New Trends in the Management of Interstitial Cystitis
Abstract & Commentary
By Frank W. Ling, MD, Clinical Professor, Department of Obstetrics and Gynecology, Vanderbilt University School of Medicine, Nashville, is Associate Editor for OB/GYN Clinical Alert.
Dr. Ling reports no financial relationships to this field of study.
Synopsis: A series of diagnostic and therapeutic suggestions is offered, each of which helps to make interstitial cystitis more manageable for the busy practitioner.
Source: Mishell DR Jr, et al Evolving trends in the successful management of interstitial cystitis/painful bladder syndrome. J Reprod Med 2008;53:651-656.
The authors provide a mini-primer on interstitial cystitis (IC), a condition that is known to be poorly diagnosed and treated in many circumstances. If the astute clinician remains mindful of the subtle ways in which IC presents, then relatively effective therapeutic options are available. The presentation (pelvic pain, urgency, frequency, nocturia, and dyspareunia) can be subtle and may be confused with the symptoms related to coexisting conditions such as vestibulitis and endometriosis. In fact, the presentation may be so subtle that pain is not one of the chief complaints.
Diagnostic tools include a careful history, a urinanalysis and culture, a physical examination that focuses on the presence/absence of tenderness of the bladder and urethra, the Pelvic Pain and Urgency/Frequency (PUF) questionnaire, the Potassium Sensitivity Test (PST), and, ultimately, cystoscopy/hydrodistention. Treatments listed include dietary modification, FDA-approved pentosan polysulfate sodium and intravesical instillation of dimethyl sulfoxide, tricyclic antidepressants, antihistamines, and physical therapy for pelvic floor dysfunction.
Key points in managing this condition include having a positive attitude in support of the patient, training the support staff to work with the patients, and also having patience, as therapies often take several months to have an effect. Ongoing follow-up to provide both medical and emotional continuity are also stressed.
This is the most obvious industry-supported article that I have ever reviewed for this readership. The lead author is an icon, but certainly not in the area of IC. The second and third authors are more identified with urogynecology as a clinical field, but this article adds nothing new. The article correctly discloses that the "…study was supported by …" (which happens to be the pharmaceutical firm that markets the only FDA-approved oral treatment for IC, pentosan polysulfate sodium). The study design states that "Experts discussed the literature surrounding IC, focusing on diagnostic tools and currently available treatment modalities." By no means was this a comprehensive review or a meta-analysis. Bottom line: It's surprising to me that this article made it through the peer-review process.

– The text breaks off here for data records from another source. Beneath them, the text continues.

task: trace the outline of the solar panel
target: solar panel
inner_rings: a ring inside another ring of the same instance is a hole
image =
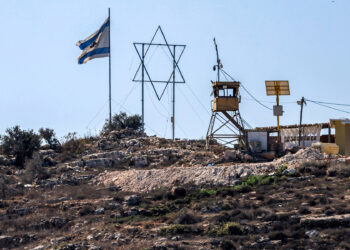
[[[266,95],[290,95],[288,81],[265,81]]]

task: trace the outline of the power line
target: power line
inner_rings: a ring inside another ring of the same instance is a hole
[[[328,105],[325,105],[325,104],[322,104],[322,103],[319,103],[319,102],[311,101],[311,100],[308,100],[308,99],[306,99],[306,100],[309,101],[309,102],[315,103],[315,104],[317,104],[317,105],[320,105],[320,106],[329,108],[329,109],[333,109],[333,110],[336,110],[336,111],[340,111],[340,112],[343,112],[343,113],[350,114],[350,112],[348,112],[348,111],[346,111],[346,110],[333,108],[333,107],[331,107],[331,106],[328,106]]]
[[[315,103],[321,103],[321,104],[329,104],[329,105],[337,105],[337,106],[346,106],[346,107],[350,107],[350,104],[342,104],[342,103],[333,103],[333,102],[321,102],[321,101],[314,101],[314,100],[309,100],[306,99],[306,101],[310,101],[310,102],[315,102]]]
[[[126,109],[124,106],[122,106],[119,102],[117,102],[116,100],[114,100],[112,98],[112,101],[115,102],[117,105],[119,105],[122,109],[124,109],[127,113],[131,114],[132,112],[130,112],[130,110]],[[145,124],[145,126],[147,128],[149,128],[150,130],[153,131],[153,133],[155,133],[156,135],[158,135],[159,137],[161,137],[161,135],[159,133],[157,133],[157,131],[155,131],[154,129],[152,129],[150,126],[148,126],[147,124]]]
[[[233,79],[232,76],[230,76],[228,73],[226,73],[225,70],[221,69],[221,71],[222,71],[225,75],[227,75],[229,78],[231,78],[232,81],[235,81],[235,79]],[[260,105],[263,106],[264,108],[269,109],[269,110],[272,110],[272,108],[266,106],[266,105],[263,104],[261,101],[259,101],[258,99],[256,99],[255,96],[253,96],[253,95],[244,87],[244,85],[243,85],[242,83],[241,83],[241,86],[242,86],[242,88],[247,92],[247,94],[248,94],[251,98],[254,99],[254,101],[256,101],[258,104],[260,104]]]

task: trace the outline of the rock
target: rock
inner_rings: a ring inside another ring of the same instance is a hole
[[[8,236],[8,235],[1,235],[0,236],[0,247],[9,247],[13,241],[14,241],[13,236]]]
[[[12,163],[11,159],[7,158],[5,155],[0,155],[0,165],[8,166]]]
[[[318,236],[318,231],[317,230],[310,230],[306,231],[305,234],[309,236],[309,238],[315,238]]]
[[[138,214],[139,214],[139,210],[137,208],[130,209],[129,216],[138,215]]]
[[[226,150],[224,152],[224,159],[225,161],[234,161],[237,159],[237,153],[236,150]]]
[[[139,167],[147,167],[148,166],[148,160],[146,156],[134,156],[131,160],[133,165],[137,168]]]
[[[282,172],[283,175],[293,175],[295,174],[295,169],[294,168],[290,168],[290,169],[285,169]]]
[[[171,194],[175,197],[175,198],[179,198],[179,197],[185,197],[186,196],[186,189],[182,188],[182,187],[173,187],[171,189]]]
[[[276,157],[276,153],[273,151],[261,153],[260,156],[266,160],[273,160]]]
[[[92,234],[89,234],[87,237],[86,237],[86,239],[87,240],[93,240],[95,237],[92,235]]]
[[[217,245],[220,244],[220,240],[218,240],[218,239],[212,239],[212,240],[210,241],[210,244],[212,244],[212,245],[214,245],[214,246],[217,246]]]
[[[245,177],[249,177],[252,174],[252,172],[249,169],[243,169],[243,172],[241,173],[240,177],[245,178]]]
[[[116,210],[119,207],[120,207],[120,204],[118,204],[116,202],[110,202],[110,203],[108,203],[107,209],[109,209],[109,210]]]
[[[32,248],[32,250],[44,250],[45,246],[44,245],[39,245],[37,247]]]
[[[270,241],[270,238],[260,237],[256,242],[259,243],[259,244],[262,244],[262,243],[267,243],[269,241]]]
[[[103,207],[99,207],[95,210],[95,214],[104,214],[105,209]]]
[[[140,204],[139,195],[130,195],[125,198],[125,202],[128,206],[137,206]]]

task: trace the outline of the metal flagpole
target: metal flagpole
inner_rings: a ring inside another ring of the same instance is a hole
[[[111,9],[108,8],[109,19],[109,129],[112,128],[112,84],[111,84]]]

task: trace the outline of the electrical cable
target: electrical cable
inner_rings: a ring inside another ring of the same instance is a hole
[[[196,114],[196,116],[198,117],[198,119],[204,123],[204,121],[202,120],[202,118],[198,115],[198,113],[196,112],[195,108],[193,107],[192,103],[188,100],[187,96],[185,95],[185,92],[182,92],[181,88],[177,88],[180,90],[180,92],[182,93],[182,95],[185,97],[186,102],[189,104],[189,106],[191,107],[191,109],[193,110],[193,112]]]
[[[202,106],[202,108],[205,110],[205,112],[207,112],[208,115],[211,115],[209,113],[208,109],[202,104],[202,102],[199,100],[199,98],[193,92],[193,90],[191,89],[190,85],[189,84],[185,84],[185,86],[187,86],[189,88],[189,90],[191,91],[192,95],[196,98],[197,102]]]
[[[108,100],[103,104],[103,106],[99,109],[99,111],[96,113],[96,115],[90,120],[90,122],[86,125],[86,128],[89,129],[90,124],[96,119],[96,117],[102,112],[104,107],[106,106]]]
[[[314,101],[311,101],[311,100],[307,100],[307,101],[312,102],[312,103],[315,103],[315,104],[320,105],[320,106],[323,106],[323,107],[326,107],[326,108],[329,108],[329,109],[333,109],[333,110],[336,110],[336,111],[340,111],[340,112],[343,112],[343,113],[350,114],[350,112],[348,112],[348,111],[346,111],[346,110],[333,108],[333,107],[330,107],[330,106],[328,106],[328,105],[321,104],[321,103],[318,103],[318,102],[314,102]]]
[[[333,102],[321,102],[321,101],[309,100],[309,99],[306,99],[306,98],[305,98],[305,101],[315,102],[315,103],[317,102],[317,103],[321,103],[321,104],[329,104],[329,105],[350,107],[350,104],[341,104],[341,103],[333,103]]]
[[[120,107],[122,107],[127,113],[129,113],[129,114],[132,113],[132,112],[130,112],[130,110],[126,109],[124,106],[122,106],[119,102],[117,102],[117,101],[114,100],[113,98],[112,98],[112,101],[115,102],[116,104],[118,104]],[[150,126],[148,126],[147,124],[145,124],[145,126],[146,126],[147,128],[149,128],[150,130],[152,130],[153,133],[155,133],[156,135],[158,135],[158,136],[161,137],[161,135],[160,135],[159,133],[157,133],[154,129],[152,129]]]
[[[222,71],[224,74],[226,74],[229,78],[231,78],[233,81],[235,81],[235,79],[233,79],[232,76],[230,76],[228,73],[226,73],[225,70],[221,69],[221,71]],[[242,86],[242,88],[247,92],[247,94],[248,94],[251,98],[253,98],[257,103],[259,103],[261,106],[263,106],[263,107],[266,108],[266,109],[272,110],[272,108],[266,106],[265,104],[263,104],[262,102],[260,102],[258,99],[256,99],[256,98],[244,87],[244,85],[243,85],[242,83],[241,83],[241,86]]]

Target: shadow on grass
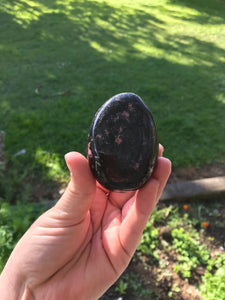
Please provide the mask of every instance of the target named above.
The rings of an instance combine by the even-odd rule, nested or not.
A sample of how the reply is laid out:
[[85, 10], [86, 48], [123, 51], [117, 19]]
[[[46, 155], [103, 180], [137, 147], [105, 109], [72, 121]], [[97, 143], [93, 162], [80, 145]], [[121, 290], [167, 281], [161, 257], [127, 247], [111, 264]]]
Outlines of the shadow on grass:
[[[63, 155], [86, 154], [94, 113], [122, 91], [147, 103], [175, 166], [223, 157], [223, 48], [171, 33], [163, 13], [173, 11], [163, 7], [159, 13], [97, 1], [29, 3], [0, 7], [0, 127], [9, 160], [26, 148], [21, 165], [59, 180]], [[205, 14], [212, 9], [222, 18], [211, 6]]]
[[[199, 24], [224, 25], [224, 1], [223, 0], [170, 0], [171, 4], [180, 5], [196, 10], [198, 14], [183, 18], [184, 20]], [[178, 17], [178, 15], [176, 15]], [[181, 17], [182, 18], [182, 17]]]

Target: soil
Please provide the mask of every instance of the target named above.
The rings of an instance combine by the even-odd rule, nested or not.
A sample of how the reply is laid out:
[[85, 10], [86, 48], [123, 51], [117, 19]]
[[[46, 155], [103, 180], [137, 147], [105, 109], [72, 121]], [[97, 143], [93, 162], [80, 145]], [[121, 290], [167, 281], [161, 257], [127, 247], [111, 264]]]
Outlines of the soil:
[[[221, 200], [219, 200], [221, 201]], [[215, 204], [215, 203], [214, 203]], [[160, 205], [159, 205], [160, 206]], [[163, 206], [163, 204], [161, 204]], [[214, 205], [212, 205], [212, 208]], [[222, 208], [219, 216], [214, 216], [210, 219], [210, 226], [201, 235], [202, 243], [206, 244], [210, 250], [211, 258], [214, 258], [217, 254], [224, 253], [225, 248], [225, 232], [224, 227], [218, 228], [216, 222], [224, 222], [225, 207]], [[212, 240], [212, 237], [214, 238]], [[209, 239], [208, 239], [209, 238]], [[172, 299], [174, 300], [200, 300], [201, 293], [198, 290], [198, 286], [201, 284], [201, 277], [204, 275], [206, 269], [204, 267], [197, 267], [191, 274], [191, 277], [187, 280], [183, 279], [174, 271], [176, 253], [175, 251], [168, 251], [163, 246], [163, 240], [170, 242], [171, 234], [167, 227], [161, 227], [159, 231], [160, 244], [164, 251], [160, 253], [160, 261], [166, 262], [166, 267], [161, 270], [157, 265], [153, 265], [148, 271], [144, 267], [145, 259], [139, 259], [139, 262], [134, 265], [136, 272], [141, 274], [143, 282], [150, 281], [150, 289], [155, 292], [160, 300], [171, 299], [168, 296], [168, 292], [173, 286], [179, 287], [179, 292], [173, 292]], [[159, 272], [160, 271], [160, 272]], [[130, 298], [132, 299], [132, 298]]]

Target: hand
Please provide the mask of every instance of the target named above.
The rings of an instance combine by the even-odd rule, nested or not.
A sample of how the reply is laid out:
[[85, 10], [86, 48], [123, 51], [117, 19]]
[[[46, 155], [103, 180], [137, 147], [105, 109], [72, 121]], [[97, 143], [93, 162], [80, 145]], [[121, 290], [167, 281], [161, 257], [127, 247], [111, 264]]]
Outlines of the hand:
[[0, 277], [3, 300], [98, 299], [127, 267], [171, 169], [159, 157], [140, 190], [116, 193], [96, 183], [81, 154], [65, 159], [70, 183], [12, 252]]

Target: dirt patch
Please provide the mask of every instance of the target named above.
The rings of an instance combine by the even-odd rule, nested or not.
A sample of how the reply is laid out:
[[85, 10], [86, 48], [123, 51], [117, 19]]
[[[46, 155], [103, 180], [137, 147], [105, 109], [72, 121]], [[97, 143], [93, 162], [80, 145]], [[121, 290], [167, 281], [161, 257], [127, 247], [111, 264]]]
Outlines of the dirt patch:
[[64, 191], [64, 185], [58, 183], [46, 183], [44, 181], [32, 182], [31, 201], [57, 201]]
[[[200, 300], [201, 294], [195, 285], [182, 280], [174, 271], [175, 263], [162, 254], [161, 260], [167, 262], [164, 270], [157, 266], [147, 268], [144, 262], [139, 261], [133, 270], [141, 274], [143, 282], [149, 282], [149, 288], [154, 291], [159, 300]], [[172, 294], [170, 295], [170, 291]]]

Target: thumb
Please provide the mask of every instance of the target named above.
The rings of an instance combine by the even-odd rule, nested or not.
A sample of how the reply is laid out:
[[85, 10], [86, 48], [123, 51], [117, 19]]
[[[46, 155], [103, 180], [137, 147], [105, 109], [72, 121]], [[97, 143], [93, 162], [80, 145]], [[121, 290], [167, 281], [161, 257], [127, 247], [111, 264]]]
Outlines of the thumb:
[[95, 197], [96, 183], [87, 159], [78, 152], [65, 155], [70, 170], [70, 182], [55, 208], [63, 214], [72, 215], [74, 222], [80, 222], [86, 215]]

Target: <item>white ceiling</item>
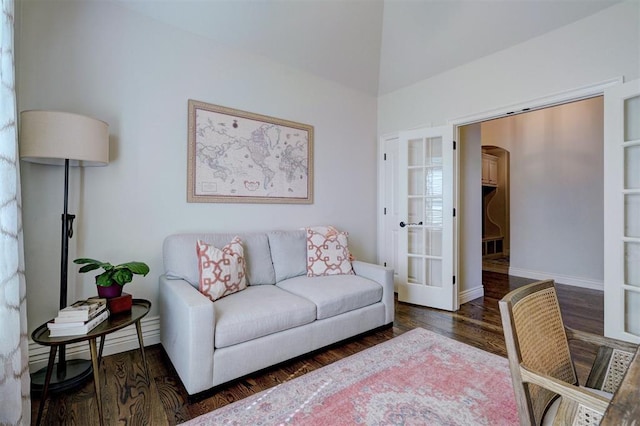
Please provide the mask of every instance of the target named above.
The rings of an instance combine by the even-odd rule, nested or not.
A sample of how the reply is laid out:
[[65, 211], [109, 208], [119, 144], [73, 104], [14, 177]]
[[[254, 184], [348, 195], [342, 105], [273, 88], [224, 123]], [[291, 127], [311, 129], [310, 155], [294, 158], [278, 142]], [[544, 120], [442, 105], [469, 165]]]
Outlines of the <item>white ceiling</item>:
[[122, 0], [151, 18], [374, 95], [522, 43], [619, 2]]

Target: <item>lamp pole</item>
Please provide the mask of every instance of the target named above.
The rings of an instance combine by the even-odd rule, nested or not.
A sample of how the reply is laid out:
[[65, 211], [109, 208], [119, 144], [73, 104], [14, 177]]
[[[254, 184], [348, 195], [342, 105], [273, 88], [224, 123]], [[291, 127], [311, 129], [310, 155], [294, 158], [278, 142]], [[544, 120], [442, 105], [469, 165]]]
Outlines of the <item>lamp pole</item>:
[[[62, 211], [62, 232], [60, 241], [60, 309], [67, 306], [67, 284], [69, 271], [69, 239], [73, 237], [73, 219], [69, 214], [69, 159], [64, 160], [64, 209]], [[58, 377], [64, 378], [67, 372], [65, 346], [60, 346], [58, 352]]]

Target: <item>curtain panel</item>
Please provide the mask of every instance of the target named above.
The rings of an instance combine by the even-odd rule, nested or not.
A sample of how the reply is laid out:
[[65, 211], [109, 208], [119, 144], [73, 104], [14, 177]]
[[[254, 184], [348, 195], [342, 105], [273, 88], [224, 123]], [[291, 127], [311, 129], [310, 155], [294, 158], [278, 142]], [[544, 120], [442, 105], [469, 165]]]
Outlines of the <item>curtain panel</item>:
[[0, 425], [31, 423], [27, 300], [18, 156], [14, 0], [0, 23]]

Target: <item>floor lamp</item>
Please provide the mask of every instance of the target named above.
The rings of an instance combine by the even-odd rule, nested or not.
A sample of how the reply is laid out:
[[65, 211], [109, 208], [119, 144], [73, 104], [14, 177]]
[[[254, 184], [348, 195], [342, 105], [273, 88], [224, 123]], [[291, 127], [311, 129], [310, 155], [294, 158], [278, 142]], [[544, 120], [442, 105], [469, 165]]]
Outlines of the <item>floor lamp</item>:
[[[106, 166], [109, 163], [107, 123], [78, 114], [58, 111], [20, 113], [20, 158], [40, 164], [64, 165], [64, 209], [60, 248], [60, 309], [67, 306], [69, 239], [73, 236], [75, 215], [69, 214], [69, 166]], [[56, 374], [49, 389], [69, 389], [91, 376], [91, 361], [67, 361], [65, 347], [58, 351]], [[46, 368], [31, 376], [32, 392], [44, 386]]]

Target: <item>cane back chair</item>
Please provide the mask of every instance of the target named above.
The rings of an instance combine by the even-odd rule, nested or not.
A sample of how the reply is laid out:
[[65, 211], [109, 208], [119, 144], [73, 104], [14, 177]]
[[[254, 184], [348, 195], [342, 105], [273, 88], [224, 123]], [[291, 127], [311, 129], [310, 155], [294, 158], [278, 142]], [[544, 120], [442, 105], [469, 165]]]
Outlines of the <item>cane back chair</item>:
[[[499, 306], [520, 424], [599, 424], [636, 346], [565, 327], [553, 280], [513, 290]], [[570, 340], [600, 346], [585, 387]]]

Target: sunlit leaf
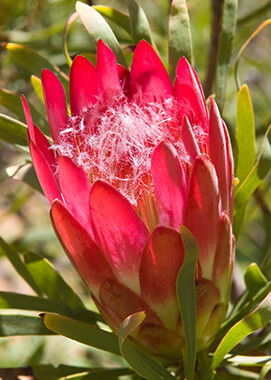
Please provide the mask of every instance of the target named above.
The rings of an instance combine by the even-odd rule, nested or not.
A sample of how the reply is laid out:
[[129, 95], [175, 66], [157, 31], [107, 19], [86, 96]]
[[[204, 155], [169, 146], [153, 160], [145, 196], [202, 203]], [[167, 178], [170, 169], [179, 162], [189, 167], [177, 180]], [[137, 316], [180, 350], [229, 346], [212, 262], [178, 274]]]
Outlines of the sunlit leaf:
[[185, 258], [176, 283], [177, 296], [185, 335], [185, 374], [188, 380], [194, 377], [196, 364], [196, 285], [195, 270], [199, 246], [192, 233], [180, 226]]
[[38, 294], [42, 295], [41, 290], [34, 281], [33, 277], [29, 273], [28, 269], [24, 265], [20, 254], [11, 246], [9, 246], [1, 237], [0, 237], [0, 251], [9, 259], [14, 269], [18, 274], [31, 286], [31, 288]]
[[254, 331], [263, 328], [271, 319], [270, 295], [251, 314], [237, 322], [224, 336], [212, 358], [211, 368], [214, 370], [225, 355], [242, 339]]
[[41, 316], [45, 326], [57, 334], [87, 346], [120, 355], [118, 338], [113, 333], [57, 314], [45, 313]]
[[94, 45], [102, 39], [113, 50], [118, 62], [127, 67], [116, 36], [100, 13], [81, 1], [76, 2], [75, 8]]
[[260, 149], [258, 159], [251, 169], [248, 176], [238, 185], [234, 195], [234, 213], [244, 206], [249, 197], [260, 185], [269, 170], [271, 169], [271, 146], [268, 141], [268, 133], [271, 130], [271, 125], [268, 127], [263, 143]]
[[257, 264], [251, 263], [244, 276], [246, 287], [249, 293], [254, 296], [257, 292], [268, 284]]
[[[43, 96], [40, 78], [37, 77], [36, 75], [31, 75], [30, 80], [31, 80], [32, 86], [33, 86], [36, 94], [38, 95], [38, 97], [42, 101], [42, 103], [44, 104], [45, 102], [44, 102], [44, 96]], [[37, 123], [37, 124], [39, 125], [39, 123]]]
[[175, 377], [157, 361], [133, 346], [127, 339], [140, 326], [145, 316], [144, 311], [139, 311], [125, 318], [118, 333], [120, 352], [130, 366], [143, 378], [149, 380], [172, 380]]
[[12, 145], [26, 146], [26, 124], [0, 113], [0, 139]]
[[72, 59], [69, 54], [68, 50], [68, 44], [67, 44], [67, 37], [68, 37], [68, 31], [70, 29], [71, 24], [77, 19], [78, 13], [73, 13], [67, 20], [65, 27], [63, 29], [63, 44], [64, 44], [64, 54], [67, 60], [68, 65], [71, 67], [72, 65]]
[[235, 130], [235, 176], [242, 181], [255, 163], [254, 112], [247, 85], [243, 85], [237, 98]]
[[131, 34], [135, 45], [146, 40], [152, 45], [151, 30], [147, 16], [135, 0], [126, 0], [129, 11]]
[[216, 72], [216, 101], [220, 111], [223, 110], [229, 64], [232, 53], [233, 37], [237, 19], [238, 0], [224, 0], [222, 32], [218, 53], [218, 64]]
[[24, 261], [39, 288], [59, 311], [76, 319], [86, 320], [89, 323], [100, 320], [98, 314], [85, 309], [78, 295], [54, 270], [48, 260], [36, 253], [25, 252]]
[[182, 56], [192, 63], [192, 38], [186, 0], [171, 2], [168, 31], [169, 74], [173, 80]]
[[226, 359], [228, 363], [243, 366], [262, 366], [271, 360], [271, 356], [236, 355]]
[[39, 317], [27, 315], [0, 315], [0, 336], [52, 335]]
[[108, 21], [113, 21], [127, 33], [130, 33], [130, 21], [129, 17], [126, 14], [105, 5], [94, 5], [93, 8], [105, 19]]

Having said that, however, it's a good article. How could that be? It's good because it basically collates the ideas that the authors want to get across, i.e., that IC really exists and there really are ways to diagnose and treat it. If the reader already knew that, then at least the lists that I summarized previously help the clinician make sure that he/she is not missing a trick or two in managing the patients. It is also a useful article to be distributed to office staff, as it helps them put these difficult cases in perspective.
Allow me to add my personal management "tips" to those in the article. Let me warn you, though, none is FDA-approved for IC. Some patients have benefited from the use of InterStim® placement (sacral neuromodulation therapy). Although primarily done by urogynecologists, urologists, and neurosurgeons, the gynecologist/women's health care provider can use this technique for selected cases. Short of that, a product called Urgent PC®, which is a percutaneous tibial nerve stimulation device used for urinary urgency and overactive bladders, sometimes helps. It is done as a series of in-office treatments. The article refers to tricyclic antidepressants, and I have found imipramine (Tofranil®), amitryptyline (Elavil®), and nortriptyline (Pamelor®) to be the most useful.
It is not uncommon for these folks to have pain. As a result, prudent use of analgesics should be strongly considered. I must admit that I felt the article let the reader down when it did not more strongly address the reality that many of these patients need pain medication. Unfortunately, where there is pain medication use, there is the potential for abuse. I find that, too often, the clinician is scared off from the use of analgesics for fear of addiction, drug-seeking behavior, etc. I strongly recommend the reader either prescribe the medication or work closely with an experienced provider who can keep the patient out of trouble in this regard.
Accompanying pain is often nausea and vomiting. This is a natural extension of the pain experience. Prescribing anti-emetics such as promethazine (Phenergan®) or ondasetron (Zofran®) is certainly appropriate as management of pain is considered.
As a summary, let me just strongly encourage each clinician reading this to be vigilant. Patients with disturbance of their voiding pattern, patients with nonspecific pelvic pain and/or dyspareunia, patients with any symptom complex related to the pelvis all should be considered an IC candidate. No, we don't want IC over-diagnosed (which, unfortunately has occurred in some practices, where patients are labeled without a work-up), but we certainly don't want it forgotten. IC is not "in her head." It's real, but, as the old saying goes "You see what you look for … you look for what you know." This article can help you "know" IC so that you can look for it more effectively.